5. La méthode SPM dans une boîte à outils de diagnostic élargie
La méthode SPM excelle à répondre à une question — “ce roulement est-il en bon état ?” — mais elle ne traite pas les autres défauts qui affectent les machines tournantes, tels que déséquilibrer et désalignement. En pratique, elle s'utilise en complément d'une mesure de vibration large bande et de équilibrage sur place.
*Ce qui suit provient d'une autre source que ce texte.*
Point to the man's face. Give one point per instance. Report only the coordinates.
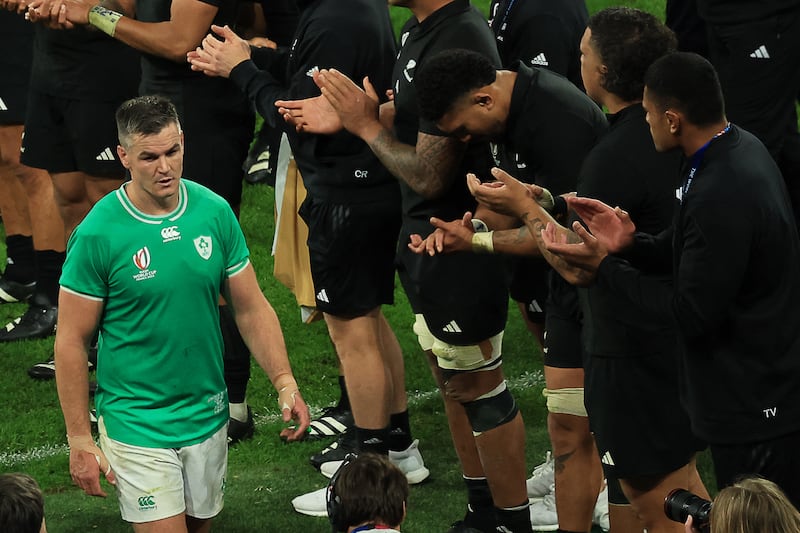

Un analyseur portable à deux canaux tel que le Balanset-1A mesure les 1× l'amplitude et la phase nécessaire pour diagnostiquer et corriger le balourd dans les roulements propres à la machine, tandis qu'une mesure par impulsion de choc ou enveloppant confirme que ces roulements sont aptes à continuer de fonctionner. Utilisées conjointement, ces deux approches offrent une image bien plus complète de l'état de santé de la machine que chacune d'elles prise séparément — et elles nous rappellent que l'état des roulements doit toujours être vérifié avant tout équilibrage d'un rotor, car équilibrer une machine avec des roulements défaillants ne fait que repousser l'inévitable.